New bedding
Posted by Robyn Nelson on Friday, October 22, 2010
I asked eo if for our next anniversary, he could get us new bedding. I wanted something pretty. I really don't like the dark brown comforter he got last time. I wanted to get one that was different than what we have & had and i wanted it to be pretty. But as I thought about it, I thought, I really wanted it to match my curtains ...and the curtains match the paint real well, plus it needed to work with the carpet, and still be pretty. And I realized I didn't want something "busy", because we have so much stuff in here, there is plenty of "busy" already. Needless to say, eo wanted me to pick something out.
So he said, why not do some on line shopping and get one now.
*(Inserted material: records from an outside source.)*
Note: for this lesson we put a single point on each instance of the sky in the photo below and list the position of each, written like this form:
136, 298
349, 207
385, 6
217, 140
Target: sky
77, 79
So after searching for a few days, I found one at JCP that was 60% off, plus I had a coupon for an additional 15% off. It is a 10 piece set, besides the comforter & dust ruffle, it had 2 reg. shams & 2 euor shams and 4 throw pillows. It is different yet the same. I didn't really want it to be the same type of "moleskin" type fabric, but for it to suit all my requirements it couldn't be helped. When I saw this set, I just new it was the one.
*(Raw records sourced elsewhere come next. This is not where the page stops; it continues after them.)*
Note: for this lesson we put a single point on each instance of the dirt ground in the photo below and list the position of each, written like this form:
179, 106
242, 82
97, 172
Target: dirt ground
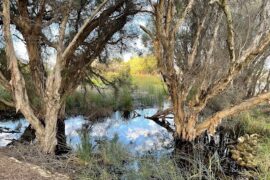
12, 169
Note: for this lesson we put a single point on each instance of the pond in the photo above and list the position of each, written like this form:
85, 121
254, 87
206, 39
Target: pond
137, 133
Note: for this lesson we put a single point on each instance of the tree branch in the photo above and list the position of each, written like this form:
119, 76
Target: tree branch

I also ordered a set of sheets, that ended up being "satin like". But they are not too slippery so the bedding stays on the bed. I love satin, in fact, I had many satin quilts & comforters over the years, but that was when I had my water bed, and I could tuck the sides in, and I didn't have to worry about them falling off the bed.
I did order 2 euro pillows that are alternative down. I really like them ALOT, they feel like they would be down pillows, but they are not. Needless to say, with all the pillows, our bed is so super comfy!
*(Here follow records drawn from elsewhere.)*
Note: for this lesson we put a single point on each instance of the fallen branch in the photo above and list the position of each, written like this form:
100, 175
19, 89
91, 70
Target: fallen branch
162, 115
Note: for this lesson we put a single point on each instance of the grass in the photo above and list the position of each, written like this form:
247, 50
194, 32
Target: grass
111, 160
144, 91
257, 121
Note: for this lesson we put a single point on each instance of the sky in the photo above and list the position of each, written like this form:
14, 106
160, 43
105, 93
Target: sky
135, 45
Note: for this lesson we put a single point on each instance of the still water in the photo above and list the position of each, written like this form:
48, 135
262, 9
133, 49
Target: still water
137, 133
Having Latae in the house though, I put a sheet on top of the bed to keep her hair off of the bedding. She spends most of her time with Steph, but when Steph is gone then she wants to be on my bed, so I keep the sheet nearby for her.
Lauren has been developing a rash when she sits on anything with cat hair. So yet another reason for keeping the new bedding protected.
It is nice to having something pretty in our room again. I've missed that. the deer heads are getting old. I do have too much clutter, and I would like to remove more of it. I don't want to fill up Colton's room if he decides to move back. but it looks pretty much like he is going to not move back. Although it isn't easy, he is trying to grow up and take care of himself the best that he can.
I am so tired. i wish i felt better. i have had the "runs" for the past 3 days. i wish that would quit. I can't figure out what is triggering it. I started drinking almond milk (for over a week) vs. soy, but i ran out the other day, so I don't think it is that as i am still having trouble. I really haven't been eating anything different. I do like the almond milk a lot more, but, it has double the fat & calories as soy, so I figured i would alternate the two.
im tired of not feeling good.
i need a hair cut, the last time my hair was this long i had just had Colton. I've just felt so poorly i haven't been up to cutting it. i haven't been up to having someone else cut it either. thus the reason i have not been going to dr. apts. or anyplace else for that matter.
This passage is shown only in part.